Docs
Cloaked Search
Usage
Configuration
Text Analysis

Text Analysis

Text analysis enables Cloaked Search to perform full-text search, where the search returns all relevant results rather than just exact matches.

If you search for Quick fox, you probably want the document that contains A quick brown fox jumps over the lazy dog.

Analysis is done at index time on the full document and at search time on the query. In Cloaked Search, a search will always use the same analysis that was applied to that field when it was indexed. Ensure you have a complete understanding of the behavior involved or you could end up with undesired results.

Tokenization

Analysis makes full-text search possible through tokenization, which is the breaking down of words into tokens. This is commonly done along word boundaries.

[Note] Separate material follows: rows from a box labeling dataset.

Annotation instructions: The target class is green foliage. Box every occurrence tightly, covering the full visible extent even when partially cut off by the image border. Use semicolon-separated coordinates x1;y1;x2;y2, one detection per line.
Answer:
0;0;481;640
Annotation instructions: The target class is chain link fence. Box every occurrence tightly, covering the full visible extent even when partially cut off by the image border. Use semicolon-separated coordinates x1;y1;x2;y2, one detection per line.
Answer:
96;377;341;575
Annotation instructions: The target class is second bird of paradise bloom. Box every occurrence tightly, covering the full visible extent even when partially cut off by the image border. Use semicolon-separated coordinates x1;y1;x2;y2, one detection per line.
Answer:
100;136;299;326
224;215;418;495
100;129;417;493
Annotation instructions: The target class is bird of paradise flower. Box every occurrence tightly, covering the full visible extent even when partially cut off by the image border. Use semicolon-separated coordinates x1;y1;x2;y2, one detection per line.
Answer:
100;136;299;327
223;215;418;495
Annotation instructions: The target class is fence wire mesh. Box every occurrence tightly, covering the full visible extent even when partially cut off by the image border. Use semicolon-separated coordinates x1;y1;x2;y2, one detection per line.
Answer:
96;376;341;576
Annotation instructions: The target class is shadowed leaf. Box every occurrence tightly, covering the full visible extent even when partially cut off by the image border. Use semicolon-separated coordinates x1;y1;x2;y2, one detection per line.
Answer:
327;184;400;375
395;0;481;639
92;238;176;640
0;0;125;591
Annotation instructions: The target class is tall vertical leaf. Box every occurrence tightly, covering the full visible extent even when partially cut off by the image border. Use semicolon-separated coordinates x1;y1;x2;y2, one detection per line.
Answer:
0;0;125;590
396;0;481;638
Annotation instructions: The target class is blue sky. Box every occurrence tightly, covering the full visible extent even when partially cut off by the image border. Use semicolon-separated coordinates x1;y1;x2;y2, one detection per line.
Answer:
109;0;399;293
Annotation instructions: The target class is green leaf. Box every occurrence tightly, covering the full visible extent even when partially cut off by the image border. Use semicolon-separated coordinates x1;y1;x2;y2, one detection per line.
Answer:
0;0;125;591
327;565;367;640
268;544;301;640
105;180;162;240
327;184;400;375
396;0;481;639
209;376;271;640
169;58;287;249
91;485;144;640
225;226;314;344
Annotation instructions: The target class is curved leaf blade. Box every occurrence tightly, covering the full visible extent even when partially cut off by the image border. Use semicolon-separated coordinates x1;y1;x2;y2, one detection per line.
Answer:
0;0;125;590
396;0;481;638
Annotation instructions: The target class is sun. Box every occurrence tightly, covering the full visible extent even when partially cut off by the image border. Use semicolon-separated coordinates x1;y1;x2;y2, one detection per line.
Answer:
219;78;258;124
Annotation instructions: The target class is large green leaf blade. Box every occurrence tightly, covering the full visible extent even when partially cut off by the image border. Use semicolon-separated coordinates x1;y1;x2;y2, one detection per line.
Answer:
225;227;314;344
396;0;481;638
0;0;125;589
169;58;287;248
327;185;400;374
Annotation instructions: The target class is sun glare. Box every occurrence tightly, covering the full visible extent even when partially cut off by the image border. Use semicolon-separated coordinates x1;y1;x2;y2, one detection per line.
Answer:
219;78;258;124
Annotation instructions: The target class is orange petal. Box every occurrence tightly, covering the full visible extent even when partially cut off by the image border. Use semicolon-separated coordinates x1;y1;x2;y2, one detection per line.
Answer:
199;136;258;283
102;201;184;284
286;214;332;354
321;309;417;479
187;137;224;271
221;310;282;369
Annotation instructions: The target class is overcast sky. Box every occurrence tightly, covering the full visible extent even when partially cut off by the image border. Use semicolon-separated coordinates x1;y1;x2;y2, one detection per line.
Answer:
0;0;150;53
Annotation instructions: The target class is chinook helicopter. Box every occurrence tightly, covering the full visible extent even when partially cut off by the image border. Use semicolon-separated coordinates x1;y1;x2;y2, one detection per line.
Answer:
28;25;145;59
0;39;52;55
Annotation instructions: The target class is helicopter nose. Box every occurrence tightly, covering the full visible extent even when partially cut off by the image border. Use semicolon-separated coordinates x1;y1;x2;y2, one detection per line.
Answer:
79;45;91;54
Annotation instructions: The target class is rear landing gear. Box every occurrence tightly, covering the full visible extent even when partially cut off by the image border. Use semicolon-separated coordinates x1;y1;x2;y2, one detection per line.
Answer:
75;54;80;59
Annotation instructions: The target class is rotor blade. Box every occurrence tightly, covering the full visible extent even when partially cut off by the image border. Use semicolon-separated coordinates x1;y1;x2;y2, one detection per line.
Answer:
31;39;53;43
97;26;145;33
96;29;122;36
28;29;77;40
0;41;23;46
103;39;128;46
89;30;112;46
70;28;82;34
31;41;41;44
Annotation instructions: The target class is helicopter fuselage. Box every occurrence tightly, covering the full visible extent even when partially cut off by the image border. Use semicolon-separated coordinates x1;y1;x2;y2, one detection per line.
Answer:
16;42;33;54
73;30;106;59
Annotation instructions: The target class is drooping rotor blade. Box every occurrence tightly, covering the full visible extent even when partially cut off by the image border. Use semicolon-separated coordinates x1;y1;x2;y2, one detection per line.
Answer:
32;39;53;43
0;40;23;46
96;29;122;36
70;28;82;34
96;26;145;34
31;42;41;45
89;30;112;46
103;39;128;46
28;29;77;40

The standard tokenizer is the UAX29 tokenizer. There is also a no-op keyword tokenizer that outputs the text as a single term, and a whitespace tokenizer that splits on whitespace characters.

Filters

Tokenization allows matching on terms, but each token is still matched literally. This means that a search for Quick would not match quick, because the cases are different.

To solve this problem, text analysis can normalize these tokens into a standard format. This allows you to match tokens that are not exactly the same as the search terms, but similar enough to still be relevant. For example, Quick can be lowercased: quick.

The available filters are:

Customize text analysis

Text analysis is performed by an analyzer.

By default, each text field will be indexed in the similar to the search service’s standard analyzer. This means that the UAX29 tokenizer will be used, which should split on appropriate word boundaries, and then the lowercase filter will be applied to each of the terms.

If you want to tailor your search experience, you can build a custom analyzer either in the global settings or inline.

JSON

"mappings": {
  "properties": {
    "name": {
      "type": "text",
      "analyzer": {
        "type": "custom",
        "tokenizer": "standard",
        "filter": ["lowercase", "longer_shingle"]
      }
    }
  }
}

Analyzer type must be custom. tokenizer can be chosen from the tokenizers. filter is an array containing an ordered list of the filters to run. These can be predefined filters or custom defined ones.

Derived fields

In addition to filters, you can enable prefix and phrase searching using the index_prefixes and index_phrases configuration options.